If you’ve been following the political climate in the United States, then you know we’re going through some tumultuous times. There has been a very visible divide since 2015. Things had seemed to be going in the right direction until we hit a wall. And now, in 2024, we are facing yet another election where the lives and rights of people, once again, are threatened by what could be. Here in Ohio, there has been a push for anti-LGBTQ legislature with many of these proposed bills targeted at trans individuals. They threaten to take away crucial, lifesaving health care for them, and there is a strong attempt to erase the existence of queerness country-wide. There are a lot of questions looming around what our community will look like in the next few years.

The Process

Most of my friends fall under the blanket of LGBTQ+, as well as some of my family. With my Pentax 67 and Crown Graphic, I’ve spent these last few years documenting everyone close to me that is part of the community. The process has never been heavily directed. I want the individual to express themselves however they see fit, no limitations, and for the end result to be affirming. I feel that putting too much direction into a photo can add unnecessary pressure and in return, that discomfort can read in the photo. It was best to keep it casual, and open-ended for the subject. Each portrait is individual, everyone has their own stand-out form of expression.

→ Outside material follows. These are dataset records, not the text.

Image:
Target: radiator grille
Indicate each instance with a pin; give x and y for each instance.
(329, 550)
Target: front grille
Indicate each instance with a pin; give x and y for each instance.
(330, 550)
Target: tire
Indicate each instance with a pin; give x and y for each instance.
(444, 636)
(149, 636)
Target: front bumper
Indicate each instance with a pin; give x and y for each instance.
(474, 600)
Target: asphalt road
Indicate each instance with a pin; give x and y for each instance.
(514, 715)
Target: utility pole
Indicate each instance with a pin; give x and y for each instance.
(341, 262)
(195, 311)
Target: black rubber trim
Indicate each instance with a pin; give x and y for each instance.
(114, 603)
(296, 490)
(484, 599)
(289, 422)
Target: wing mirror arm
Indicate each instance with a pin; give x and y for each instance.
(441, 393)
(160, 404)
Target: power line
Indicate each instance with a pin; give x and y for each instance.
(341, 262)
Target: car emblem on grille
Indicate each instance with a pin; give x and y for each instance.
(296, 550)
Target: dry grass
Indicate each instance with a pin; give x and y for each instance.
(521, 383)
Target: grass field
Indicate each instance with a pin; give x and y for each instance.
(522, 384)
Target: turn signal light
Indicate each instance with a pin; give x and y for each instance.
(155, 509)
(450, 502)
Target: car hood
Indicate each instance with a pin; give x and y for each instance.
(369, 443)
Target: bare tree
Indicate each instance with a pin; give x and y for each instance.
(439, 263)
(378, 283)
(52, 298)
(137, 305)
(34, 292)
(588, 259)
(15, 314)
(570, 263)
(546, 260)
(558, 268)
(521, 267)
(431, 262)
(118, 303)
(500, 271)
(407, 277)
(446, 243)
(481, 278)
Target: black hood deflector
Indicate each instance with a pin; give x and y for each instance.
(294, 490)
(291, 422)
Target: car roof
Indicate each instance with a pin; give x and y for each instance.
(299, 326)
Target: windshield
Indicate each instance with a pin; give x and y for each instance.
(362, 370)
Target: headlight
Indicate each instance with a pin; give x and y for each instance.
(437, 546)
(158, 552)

About a year ago I chose to branch out and open the project up to couples. With these photos, the idea changed from documenting self-expression, to documenting genuine love and intimacy; that being no different from what you see in any other hetero couple. At the end of the day, we are all human.

Persephone Mitchell

Persephone Mitchell

Persephone Mitchell


How does this process and subject matter come together? Film photography is, in my opinion, the most archival, long-lasting method of documentation. There is so much love and thought that goes into each image, and if cared for properly, it will last forever. I view that as a metaphor for what we are seeing today. There is no erasing the existence of this community. They have been around as long as the human species has, and they will still be here no matter what laws are set in place.

I’ve recently opened the project up to everyone in the LGBTQ community - whether it’s individuals, couples, or siblings. I don’t think any specific focus truly represents the queer community as a whole, so why not include everyone? This project is still so fresh and new paths keep popping up as I continue to shoot. I’m excited to see what comes of this collection, and how it develops as the network of people continues to grow, one portrait at a time.